Our first two weeks were oriented around an introduction to Modern Bible Scholarship.  I know it was a whirlwind but that’s more or less the nature of the beast.  Thanks for keeping up!  We won’t return to our discussion of the Gospel of Mark; if you’d like to know which points I would have raised, just flip through the slides we didn’t get to.

We now turn to the narrative of the course.  To be certain that everyone understands the outline of that narrative, we’ll look at the Ideas (Basic) Timeline.  Please be sure to read the text which appears below the timeline as you move your cursor over each of the horizontal bars.  (If you’re not using Chrome as your browser, do yourself a favor and install it now!)

We then turn to Ong and Frankfort, which I consider challenging indeed!  Rather than continue with the presentation/discussion style we’ve had during the first two weeks, I’d like to try an alternative — which will work only with your full participation.  You, the study group members, will set the agenda for the discussion at the outset.  I’ll ask for suggestions for issues and topics to be discussed and we’ll formulate a list.  Then we’ll discuss the items on the list.

If you possibly can, please read Book One of the Iliad so we can refer to it during our discussion.  I can anticipate that we won’t have time to make it the focus of our discussion until our fourth week but it’s assigned because it provides more accessible examples for the assertions of Frankfort which he illustrates with less familiar Babylonian and Egyptian examples.

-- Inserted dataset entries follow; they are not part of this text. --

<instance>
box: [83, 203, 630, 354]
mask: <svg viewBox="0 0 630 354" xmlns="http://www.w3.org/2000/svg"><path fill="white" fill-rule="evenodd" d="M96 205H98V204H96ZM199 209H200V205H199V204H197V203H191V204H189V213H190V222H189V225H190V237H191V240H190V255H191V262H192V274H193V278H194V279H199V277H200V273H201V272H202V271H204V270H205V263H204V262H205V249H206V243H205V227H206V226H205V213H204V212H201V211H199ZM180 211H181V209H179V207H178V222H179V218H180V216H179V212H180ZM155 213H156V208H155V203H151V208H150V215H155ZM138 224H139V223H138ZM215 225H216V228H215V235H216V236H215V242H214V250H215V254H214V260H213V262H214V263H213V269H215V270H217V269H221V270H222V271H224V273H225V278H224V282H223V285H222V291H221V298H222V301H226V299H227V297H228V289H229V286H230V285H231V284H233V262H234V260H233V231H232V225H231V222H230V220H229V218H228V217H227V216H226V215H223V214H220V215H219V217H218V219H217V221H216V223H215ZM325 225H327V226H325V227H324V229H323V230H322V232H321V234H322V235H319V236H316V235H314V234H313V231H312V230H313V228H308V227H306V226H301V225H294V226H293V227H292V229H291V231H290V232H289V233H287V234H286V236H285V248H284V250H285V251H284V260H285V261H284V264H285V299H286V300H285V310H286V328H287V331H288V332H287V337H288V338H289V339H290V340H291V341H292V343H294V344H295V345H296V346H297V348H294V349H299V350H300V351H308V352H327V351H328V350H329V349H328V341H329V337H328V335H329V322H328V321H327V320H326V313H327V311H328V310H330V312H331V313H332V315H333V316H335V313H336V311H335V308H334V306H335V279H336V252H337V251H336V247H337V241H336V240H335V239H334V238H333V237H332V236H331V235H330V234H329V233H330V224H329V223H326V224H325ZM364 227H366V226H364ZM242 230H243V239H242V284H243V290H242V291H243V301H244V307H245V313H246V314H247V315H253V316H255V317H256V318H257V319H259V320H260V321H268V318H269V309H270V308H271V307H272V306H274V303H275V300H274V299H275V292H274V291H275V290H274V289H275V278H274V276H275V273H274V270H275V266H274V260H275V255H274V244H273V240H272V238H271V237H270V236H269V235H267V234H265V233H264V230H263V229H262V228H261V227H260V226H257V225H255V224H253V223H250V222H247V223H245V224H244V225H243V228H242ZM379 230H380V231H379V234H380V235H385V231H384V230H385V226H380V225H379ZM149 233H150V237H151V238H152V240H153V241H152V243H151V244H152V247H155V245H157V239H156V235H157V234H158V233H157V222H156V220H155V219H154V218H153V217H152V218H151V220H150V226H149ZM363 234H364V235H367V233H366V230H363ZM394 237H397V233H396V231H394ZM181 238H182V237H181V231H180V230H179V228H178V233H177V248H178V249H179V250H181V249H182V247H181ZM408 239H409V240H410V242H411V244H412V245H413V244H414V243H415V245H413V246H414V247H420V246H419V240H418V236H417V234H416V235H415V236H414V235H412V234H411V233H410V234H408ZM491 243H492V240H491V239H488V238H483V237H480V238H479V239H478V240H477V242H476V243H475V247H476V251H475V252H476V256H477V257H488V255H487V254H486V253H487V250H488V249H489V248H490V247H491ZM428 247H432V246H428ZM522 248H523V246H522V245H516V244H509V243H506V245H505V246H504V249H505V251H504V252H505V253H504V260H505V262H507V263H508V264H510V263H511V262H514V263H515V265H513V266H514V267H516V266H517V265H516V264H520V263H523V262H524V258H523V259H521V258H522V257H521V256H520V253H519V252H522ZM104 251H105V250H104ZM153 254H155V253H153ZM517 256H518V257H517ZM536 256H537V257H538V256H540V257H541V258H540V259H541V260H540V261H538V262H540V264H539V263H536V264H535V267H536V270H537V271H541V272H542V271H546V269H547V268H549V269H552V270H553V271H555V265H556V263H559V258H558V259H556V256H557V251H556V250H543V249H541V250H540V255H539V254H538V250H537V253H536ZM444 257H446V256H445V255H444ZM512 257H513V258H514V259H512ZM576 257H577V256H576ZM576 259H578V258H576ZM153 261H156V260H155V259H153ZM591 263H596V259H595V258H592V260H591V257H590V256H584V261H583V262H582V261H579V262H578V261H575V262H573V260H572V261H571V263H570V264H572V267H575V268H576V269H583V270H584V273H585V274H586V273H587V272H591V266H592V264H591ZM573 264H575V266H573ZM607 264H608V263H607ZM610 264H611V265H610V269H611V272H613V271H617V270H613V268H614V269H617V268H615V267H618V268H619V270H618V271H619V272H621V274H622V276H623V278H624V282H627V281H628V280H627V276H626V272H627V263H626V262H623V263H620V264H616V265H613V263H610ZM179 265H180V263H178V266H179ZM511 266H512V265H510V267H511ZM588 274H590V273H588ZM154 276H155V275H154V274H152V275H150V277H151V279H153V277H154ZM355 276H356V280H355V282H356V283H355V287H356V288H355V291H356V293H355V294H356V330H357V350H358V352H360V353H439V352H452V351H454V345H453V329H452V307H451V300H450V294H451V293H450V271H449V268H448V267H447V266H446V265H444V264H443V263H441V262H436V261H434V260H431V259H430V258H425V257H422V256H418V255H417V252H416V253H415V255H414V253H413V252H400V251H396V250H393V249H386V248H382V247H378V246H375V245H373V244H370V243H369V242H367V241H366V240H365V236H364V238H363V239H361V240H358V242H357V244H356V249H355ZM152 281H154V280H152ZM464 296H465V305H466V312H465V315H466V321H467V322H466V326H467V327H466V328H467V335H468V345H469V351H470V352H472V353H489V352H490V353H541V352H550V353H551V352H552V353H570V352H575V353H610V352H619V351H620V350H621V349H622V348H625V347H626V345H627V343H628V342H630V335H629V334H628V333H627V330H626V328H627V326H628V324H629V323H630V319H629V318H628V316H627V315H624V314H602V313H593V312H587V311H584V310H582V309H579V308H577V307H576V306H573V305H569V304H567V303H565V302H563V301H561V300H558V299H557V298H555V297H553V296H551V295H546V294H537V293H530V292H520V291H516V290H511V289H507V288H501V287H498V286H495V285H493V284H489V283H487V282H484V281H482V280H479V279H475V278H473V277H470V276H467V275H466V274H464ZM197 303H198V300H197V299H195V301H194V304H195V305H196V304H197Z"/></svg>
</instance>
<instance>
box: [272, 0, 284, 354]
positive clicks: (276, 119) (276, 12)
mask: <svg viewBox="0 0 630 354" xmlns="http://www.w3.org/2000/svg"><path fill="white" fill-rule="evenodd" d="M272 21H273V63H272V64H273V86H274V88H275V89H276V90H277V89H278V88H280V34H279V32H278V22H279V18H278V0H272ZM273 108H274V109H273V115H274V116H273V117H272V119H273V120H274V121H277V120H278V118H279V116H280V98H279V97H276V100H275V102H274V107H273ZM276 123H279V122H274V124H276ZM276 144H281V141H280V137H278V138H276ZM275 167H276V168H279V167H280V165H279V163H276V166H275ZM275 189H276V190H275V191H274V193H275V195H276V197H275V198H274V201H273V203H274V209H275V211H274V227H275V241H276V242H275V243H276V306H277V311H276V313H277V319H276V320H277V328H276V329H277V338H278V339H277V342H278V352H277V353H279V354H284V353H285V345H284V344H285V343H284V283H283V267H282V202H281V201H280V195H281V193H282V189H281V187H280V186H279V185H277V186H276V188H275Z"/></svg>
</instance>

2 thoughts on “Preview of Oct 5, Week 3

  1. Perhaps I could have reached a Eureka moment if I had read Frankfort before Ong – or began with Frankfort’s Chapter 8. It helped me understand some of the oral-based thinking of Egyptians and Mesopotamians. They seem to represent two different models of collective controls over thought that the Hebrew bible replaced with an emphasis on human agency. Or at least, that’s some of what I came away with.

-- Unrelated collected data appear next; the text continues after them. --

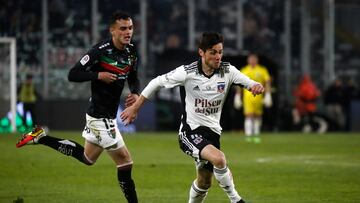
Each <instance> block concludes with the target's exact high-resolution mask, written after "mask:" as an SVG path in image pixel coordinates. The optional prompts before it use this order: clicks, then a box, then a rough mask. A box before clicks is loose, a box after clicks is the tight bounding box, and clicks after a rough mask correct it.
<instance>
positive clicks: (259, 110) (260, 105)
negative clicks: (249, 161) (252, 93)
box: [253, 100, 264, 143]
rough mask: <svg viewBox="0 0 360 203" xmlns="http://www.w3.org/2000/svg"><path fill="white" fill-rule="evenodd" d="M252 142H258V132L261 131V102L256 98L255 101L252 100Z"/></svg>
mask: <svg viewBox="0 0 360 203" xmlns="http://www.w3.org/2000/svg"><path fill="white" fill-rule="evenodd" d="M253 105H254V107H255V108H254V117H253V118H254V119H253V120H254V126H253V127H254V135H255V137H254V142H255V143H260V142H261V140H260V137H259V136H260V132H261V126H262V115H263V108H264V106H263V102H262V100H257V101H256V102H254V104H253Z"/></svg>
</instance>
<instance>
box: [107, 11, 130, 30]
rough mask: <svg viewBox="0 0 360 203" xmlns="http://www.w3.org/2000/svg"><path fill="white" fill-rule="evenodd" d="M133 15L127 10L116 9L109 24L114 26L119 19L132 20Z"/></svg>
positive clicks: (123, 19)
mask: <svg viewBox="0 0 360 203" xmlns="http://www.w3.org/2000/svg"><path fill="white" fill-rule="evenodd" d="M130 19H131V16H130V15H129V14H127V13H125V12H122V11H115V12H114V13H113V14H112V15H111V17H110V20H109V25H110V26H112V25H113V24H115V23H116V21H117V20H130Z"/></svg>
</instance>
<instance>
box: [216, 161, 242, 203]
mask: <svg viewBox="0 0 360 203" xmlns="http://www.w3.org/2000/svg"><path fill="white" fill-rule="evenodd" d="M214 176H215V178H216V180H217V181H218V182H219V185H220V187H221V188H222V189H223V190H224V191H225V192H226V194H227V196H228V197H229V199H230V201H231V202H232V203H235V202H238V201H240V200H241V197H240V195H239V194H238V193H237V191H236V190H235V185H234V181H233V178H232V175H231V172H230V169H229V168H228V167H227V166H225V168H222V169H219V168H216V167H214Z"/></svg>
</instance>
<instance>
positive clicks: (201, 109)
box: [141, 61, 257, 135]
mask: <svg viewBox="0 0 360 203" xmlns="http://www.w3.org/2000/svg"><path fill="white" fill-rule="evenodd" d="M232 84H237V85H240V86H243V87H245V88H246V89H249V88H250V87H252V86H253V85H254V84H257V82H255V81H253V80H251V79H250V78H248V77H247V76H245V75H244V74H242V73H241V72H240V71H239V70H238V69H236V68H235V67H234V66H232V65H230V63H227V62H221V65H220V68H219V69H217V70H216V71H215V72H214V74H213V75H212V76H206V75H205V74H204V73H203V71H202V67H201V61H196V62H193V63H191V64H189V65H182V66H179V67H178V68H176V69H174V70H172V71H170V72H169V73H166V74H164V75H160V76H158V77H156V78H154V79H153V80H152V81H151V82H150V83H149V84H148V85H147V86H146V87H145V89H144V90H143V92H142V93H141V94H142V95H143V96H144V97H145V98H149V97H150V96H151V95H152V94H153V93H154V92H155V91H156V90H158V89H160V88H161V87H165V88H173V87H176V86H180V95H181V102H182V106H183V113H182V118H181V120H182V121H181V125H180V130H179V131H185V130H190V129H191V130H193V129H195V128H197V127H199V126H205V127H208V128H210V129H211V130H213V131H214V132H216V133H217V134H219V135H220V134H221V130H222V128H221V126H220V116H221V111H222V107H223V105H224V101H225V98H226V95H227V93H228V92H229V89H230V87H231V85H232ZM189 128H190V129H189Z"/></svg>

    I assume that scholarship has progressed beyond the work of Ong and Frankfort. For example, The Biblical Archeology Review just celebrated its 35th anniversary, and from I dimly understand, we now have a much better fix on the spread of literacy among the peoples of the region.

    Question: Didn’t written history begin quite early (as though someone was taking notes for Genesis)? Didn’t the Kings and Chronicles (that were sometimes genealogies) begin fairly early (but not all that early)?

    From what I have heard, there were also scribes or priests-of-the-families who could record these histories (or fictionalized histories) to honor leaders and also to explain why power centers continued to change.

    Who were these early note-takers and genealogists? Perhaps in-house priests (and, later, rabbis) were men who combined religious, political and economic power. And the stories they recorded as history served their own self-interests. The scribes could rationalize their own often unfortunate change in status and power.

    Frankfort identified a basic difference between the religion of the Jews and the religions of Egyptians and Mesopotamians (I don’t know about the Zoroastrians). The Jews assigned a central historical role to the independent man (and woman) rather than to pharaohs and other inherited leaders.

    I can see this in theory, but does it really help us understand the early history of Christianity?

    I am certainly not an expert on western philosophy, but my general understanding is that it wasn’t until Descartes and the birth of Western Enlightenment that we began to recognize the central role of individuals as actors independent of larger historical forces.

    Frankfort and others spin wonderful tales about the distinction between oral and written communications, as well as basic distinctions between individual and collective responsibility. Our future course sessions will no doubt produce more Eureka moments.

    For now, cogito ergo sum.

  2. In the Ancient Near East, history effectively started in the 800s BCE. We have surviving independent written sources to confirm most of what the Hebrew Bible records from that time forward. But no confirmation of earlier events such as the exodus, conquest of Canaan, David and Solomon (of course, *someone* built the first temple!).